Monday, May 15, 2006

What's the Sound of One Hand Burning?

by Ken Houghton

Enlightenment
In the Monetization of the Internet, some firms realise sooner than others that keeping a quarter is better than losing a dollar.
Starting Monday, Vivid Entertainment says it will sell its adult films through the online movie service CinemaNow, allowing buyers to burn DVDs that will play on any screen, not just a computer.

It's another first for adult film companies that pioneered the home video market and rushed to the Internet when Hollywood studios still saw it as a threat.

The home video market revolutionised the porn industry, but required a complete revamping of the business model (e.g., the shift from shooting on film to tape for cost purposes and revamping the distribution system). See Boogie Nights for a reasonable fictional representation of the changes.

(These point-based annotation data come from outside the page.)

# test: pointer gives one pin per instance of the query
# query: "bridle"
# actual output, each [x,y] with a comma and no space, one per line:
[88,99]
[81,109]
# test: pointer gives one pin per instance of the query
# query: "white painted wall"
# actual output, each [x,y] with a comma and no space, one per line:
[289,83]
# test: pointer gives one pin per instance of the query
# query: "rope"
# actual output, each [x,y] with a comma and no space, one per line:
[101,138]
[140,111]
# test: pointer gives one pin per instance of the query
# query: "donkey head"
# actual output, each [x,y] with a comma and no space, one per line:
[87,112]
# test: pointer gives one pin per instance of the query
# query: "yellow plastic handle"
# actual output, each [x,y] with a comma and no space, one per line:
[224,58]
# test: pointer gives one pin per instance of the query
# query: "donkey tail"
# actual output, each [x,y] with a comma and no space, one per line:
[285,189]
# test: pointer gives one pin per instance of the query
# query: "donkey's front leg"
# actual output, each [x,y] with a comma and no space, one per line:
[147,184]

Some of that affected the Hollywood mainstream as well, but the savings weren't so great, and the studios attempted to maintain the business model that was centered on Theatrical Release. That, and other poor decisions--such as shooting films in television ratio (4:3 instead of 16:9)--belie the optimism of at least one analyst:
"The rest of Hollywood stands back and watches and lets the pornography industry work out all the bugs," [Michael Greeson] said.

Lest we think this is self-promotion, Greeson doesn't work in or with the pornography industry directly--but he benefits from their marketing.
"Leave it to the porn industry once again to take the lead on this stuff," said Michael Greeson, founder of The Diffusion Group, a consumer electronics think tank in Plano, Texas. [emphasis mine]

The article cautions that "[t]here are business and technology factors that make it easier for adult film companies to embrace new technology faster than traditional media." Trust me--or read the whole thing--that they don't raise any technology factors. And what is the main "business" factor?
[The major] studios are hesitant to anger large retailers such as Wal-Mart Stores Inc. and Blockbuster by selling DVD-ready downloads directly to consumers....

"We don't have to divvy up the pie," said Bill Asher, co-chairman and co-owner of Vivid Entertainment, the largest distributor of adult entertainment. "We sell in smaller stores, mainstream chains, but no one dominant component where we're going to get that phone call."

Translating those two paragraphs: the porn industry revised their business model in the late 1970s and early 1980s to concentrate on expanding their relationship with consumers. The major studios retained (indeed, expanded) their dependency on distributors--not consumers--of their product.

Is it any wonder that Mark Cuban argues that the studios aren't Quite Getting It?